“Design, Synthesis, and Testing toward a 57–codon Genome”, 2016-08-19 (; similar):
Recoding—the repurposing of genetic codons—is a powerful strategy for enhancing genomes with functions not commonly found in nature. Here, we report computational design, synthesis, and progress toward assembly of a 3.97-megabase, 57-codon Escherichia coli genome in which all 62,214 instances of 7 codons were replaced with synonymous alternatives across all protein-coding genes. We have validated 63% of recoded genes by individually testing 55 segments of 50 kilobases each. We observed that 91% of tested essential genes retained functionality with limited fitness effect. We demonstrate identification and correction of lethal design exceptions, only 13 of which were found in 2,229 genes. This work underscores the feasibility of rewriting genomes and establishes a framework for large-scale design, assembly, troubleshooting, and phenotypic analysis of synthetic organisms.
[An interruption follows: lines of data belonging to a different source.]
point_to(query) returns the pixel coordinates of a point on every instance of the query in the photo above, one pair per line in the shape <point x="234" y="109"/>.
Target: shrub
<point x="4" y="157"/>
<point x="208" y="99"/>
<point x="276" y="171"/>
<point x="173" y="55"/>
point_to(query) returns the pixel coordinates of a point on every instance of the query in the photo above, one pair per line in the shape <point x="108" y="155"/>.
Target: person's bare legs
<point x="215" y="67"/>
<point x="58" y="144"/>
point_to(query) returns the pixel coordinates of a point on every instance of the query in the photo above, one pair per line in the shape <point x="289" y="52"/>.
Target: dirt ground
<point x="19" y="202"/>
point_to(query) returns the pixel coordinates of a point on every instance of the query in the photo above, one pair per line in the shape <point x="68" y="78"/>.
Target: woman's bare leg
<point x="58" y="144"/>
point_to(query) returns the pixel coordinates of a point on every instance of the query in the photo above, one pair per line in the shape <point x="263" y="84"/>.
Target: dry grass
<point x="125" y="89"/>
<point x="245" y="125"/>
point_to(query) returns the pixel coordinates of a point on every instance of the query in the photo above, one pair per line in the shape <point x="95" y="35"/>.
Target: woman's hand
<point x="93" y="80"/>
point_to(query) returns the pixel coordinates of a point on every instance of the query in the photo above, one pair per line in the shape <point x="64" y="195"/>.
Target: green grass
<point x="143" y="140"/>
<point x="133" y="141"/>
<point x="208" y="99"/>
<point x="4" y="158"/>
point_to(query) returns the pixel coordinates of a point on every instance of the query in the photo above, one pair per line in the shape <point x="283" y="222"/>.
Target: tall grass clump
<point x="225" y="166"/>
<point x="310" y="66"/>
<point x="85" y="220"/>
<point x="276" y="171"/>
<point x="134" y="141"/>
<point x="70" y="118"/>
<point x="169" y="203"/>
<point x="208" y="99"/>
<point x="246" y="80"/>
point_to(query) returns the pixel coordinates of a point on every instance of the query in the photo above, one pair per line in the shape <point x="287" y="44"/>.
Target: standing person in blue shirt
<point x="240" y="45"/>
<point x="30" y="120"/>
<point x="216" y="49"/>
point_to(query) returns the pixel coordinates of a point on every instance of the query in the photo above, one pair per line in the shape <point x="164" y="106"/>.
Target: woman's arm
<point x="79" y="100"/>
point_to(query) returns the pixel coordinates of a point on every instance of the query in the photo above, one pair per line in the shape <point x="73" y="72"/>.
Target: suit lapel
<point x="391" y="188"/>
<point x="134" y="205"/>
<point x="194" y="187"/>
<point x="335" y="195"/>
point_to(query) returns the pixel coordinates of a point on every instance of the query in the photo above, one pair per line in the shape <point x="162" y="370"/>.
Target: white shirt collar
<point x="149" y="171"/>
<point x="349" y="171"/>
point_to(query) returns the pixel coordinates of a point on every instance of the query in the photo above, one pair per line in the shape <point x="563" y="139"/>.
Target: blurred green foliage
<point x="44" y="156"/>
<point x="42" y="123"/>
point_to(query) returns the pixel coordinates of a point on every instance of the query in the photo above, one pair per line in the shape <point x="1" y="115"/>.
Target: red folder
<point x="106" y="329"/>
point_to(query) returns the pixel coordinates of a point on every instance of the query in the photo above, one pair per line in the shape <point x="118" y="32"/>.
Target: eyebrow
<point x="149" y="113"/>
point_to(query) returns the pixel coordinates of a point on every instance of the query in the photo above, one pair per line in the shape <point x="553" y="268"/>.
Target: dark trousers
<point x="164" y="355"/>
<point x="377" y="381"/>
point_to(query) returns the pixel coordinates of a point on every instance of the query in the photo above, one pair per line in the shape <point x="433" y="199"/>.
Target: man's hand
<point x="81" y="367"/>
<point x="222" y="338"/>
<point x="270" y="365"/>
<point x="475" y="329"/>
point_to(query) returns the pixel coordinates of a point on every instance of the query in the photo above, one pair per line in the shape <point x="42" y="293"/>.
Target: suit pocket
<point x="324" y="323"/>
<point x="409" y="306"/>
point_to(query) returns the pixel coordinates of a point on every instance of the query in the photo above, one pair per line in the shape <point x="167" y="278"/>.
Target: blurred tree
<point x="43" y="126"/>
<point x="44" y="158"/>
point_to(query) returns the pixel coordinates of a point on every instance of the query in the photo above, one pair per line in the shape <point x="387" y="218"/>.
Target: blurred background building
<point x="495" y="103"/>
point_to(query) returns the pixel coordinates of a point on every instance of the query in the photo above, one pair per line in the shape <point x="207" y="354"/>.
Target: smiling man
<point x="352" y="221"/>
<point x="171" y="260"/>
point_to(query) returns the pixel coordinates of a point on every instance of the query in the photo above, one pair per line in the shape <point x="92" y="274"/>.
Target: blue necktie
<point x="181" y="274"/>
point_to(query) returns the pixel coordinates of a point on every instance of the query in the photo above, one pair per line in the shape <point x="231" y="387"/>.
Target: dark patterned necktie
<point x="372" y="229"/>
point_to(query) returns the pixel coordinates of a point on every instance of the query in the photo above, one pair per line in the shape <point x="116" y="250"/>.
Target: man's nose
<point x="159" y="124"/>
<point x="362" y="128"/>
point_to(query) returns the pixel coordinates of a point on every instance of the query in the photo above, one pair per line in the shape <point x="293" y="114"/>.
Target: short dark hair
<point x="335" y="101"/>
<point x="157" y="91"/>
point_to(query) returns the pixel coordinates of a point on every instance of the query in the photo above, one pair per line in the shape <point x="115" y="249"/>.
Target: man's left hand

Recoding and repurposing genetic codons: By recoding bacterial genomes, it is possible to create organisms that can potentially synthesize products not commonly found in nature. By systematic replacement of 7 codons with synonymous alternatives for all protein-coding genes, et al 2016 recoded the Escherichia coli genome. The number of codons in the E. coli genetic code was reduced 64–57 by removing instances of the UAG stop codon and excising 2 arginine codons, 2 leucine codons, and 2 serine codons. Over 90% functionality was successfully retained. In 10 cases, reconstructed bacteria were not viable, but these few failures offered interesting insights into genome-design challenges and what is needed for a viable genome.